Escape v1.5.1 Suite - Single Cell Gene Set Pathway Analysis (ssGSEA) Example

foreword

Gene Set Enrichment Analysis (GSEA) is an analysis method commonly used in functional genomics (Functional genomics) research. Its purpose is to assess whether a specific gene set (gene set) has a statistically significant difference in gene expression data under a specific condition, such as a normal group and a diseased group sample. This method can help analysts understand which possible pathways (pathways) may be activated or inhibited by specific conditions. ssGSEA (Single-sample Gene Set Enrichment Analysis) is an extension of the GSEA method. Compared with the traditional GSEA method,ssGSEA is an analysis of individual samples, rather than comparing the difference between two different conditions, it is mainly used to assess the activity of a specific gene set in a single sample, and thus suitable for gene set pathway analysis of single-cell data.

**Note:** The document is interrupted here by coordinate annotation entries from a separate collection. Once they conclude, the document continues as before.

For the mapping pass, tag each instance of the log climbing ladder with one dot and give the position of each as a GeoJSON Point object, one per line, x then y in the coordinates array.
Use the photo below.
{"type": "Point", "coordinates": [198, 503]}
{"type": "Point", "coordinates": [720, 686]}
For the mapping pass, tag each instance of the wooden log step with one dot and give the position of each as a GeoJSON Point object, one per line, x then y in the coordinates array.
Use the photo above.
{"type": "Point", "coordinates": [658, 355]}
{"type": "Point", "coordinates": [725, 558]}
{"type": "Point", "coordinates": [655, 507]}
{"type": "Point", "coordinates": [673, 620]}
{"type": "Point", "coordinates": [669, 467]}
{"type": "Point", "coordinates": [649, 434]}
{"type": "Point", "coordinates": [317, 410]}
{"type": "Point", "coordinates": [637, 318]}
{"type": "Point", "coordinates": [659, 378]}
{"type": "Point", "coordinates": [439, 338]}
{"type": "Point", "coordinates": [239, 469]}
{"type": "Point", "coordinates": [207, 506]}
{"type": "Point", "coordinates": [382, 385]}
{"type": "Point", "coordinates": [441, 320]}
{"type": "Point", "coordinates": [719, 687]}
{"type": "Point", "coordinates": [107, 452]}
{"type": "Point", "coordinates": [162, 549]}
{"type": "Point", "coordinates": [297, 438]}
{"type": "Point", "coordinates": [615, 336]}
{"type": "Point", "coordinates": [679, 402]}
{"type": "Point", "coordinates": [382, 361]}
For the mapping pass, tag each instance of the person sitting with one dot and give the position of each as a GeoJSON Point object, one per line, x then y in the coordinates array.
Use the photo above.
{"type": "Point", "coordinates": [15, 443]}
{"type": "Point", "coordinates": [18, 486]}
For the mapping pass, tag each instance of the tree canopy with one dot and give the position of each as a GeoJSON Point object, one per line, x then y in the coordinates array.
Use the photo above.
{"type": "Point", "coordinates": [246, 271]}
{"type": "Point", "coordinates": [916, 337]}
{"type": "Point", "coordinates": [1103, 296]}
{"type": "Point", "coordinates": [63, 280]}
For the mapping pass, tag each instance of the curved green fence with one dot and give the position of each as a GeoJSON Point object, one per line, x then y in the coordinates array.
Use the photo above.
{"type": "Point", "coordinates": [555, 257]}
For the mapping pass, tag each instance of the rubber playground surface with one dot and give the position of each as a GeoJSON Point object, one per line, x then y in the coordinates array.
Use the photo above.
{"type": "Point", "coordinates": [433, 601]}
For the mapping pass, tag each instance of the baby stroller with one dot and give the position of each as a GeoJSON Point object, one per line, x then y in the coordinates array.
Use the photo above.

Escape KitIt is an R package for analyzing ssGSEA, developed by the team of Nicholas Borcherding, which can perform pathway analysis, visualization, and significant analysis on samples. Basically, only one package can analyze ssGSEA from beginning to end, and there is no need to consider how to solve downstream problems. The result presentation and other issues, it is recommended for everyone to use.

Download and install the Escape suite

First, you must be on the computerInstall R language and RStudio, and then open the RStudio window and enter the installationEscape Kitcommand:

# Download devtools package install.packages("devtools") # Download Escape package devtools::install_github("ncborcherding/escape")

sample data

In this example, we will analyze two sets of single-cell data sets from peripheral blood (PBMC) of 10X Genomics, which respectively contain 2700 and 5025 single-cell data sets. The original data.rds save fileCandownload in my cloud. If you have doubts about the file, you can go to the 10X Genomics database to download it yourself, and then follow theSingle-cell data analysis: detailed explanation of batch effect and Seurat Integration analysisThis article is analyzed.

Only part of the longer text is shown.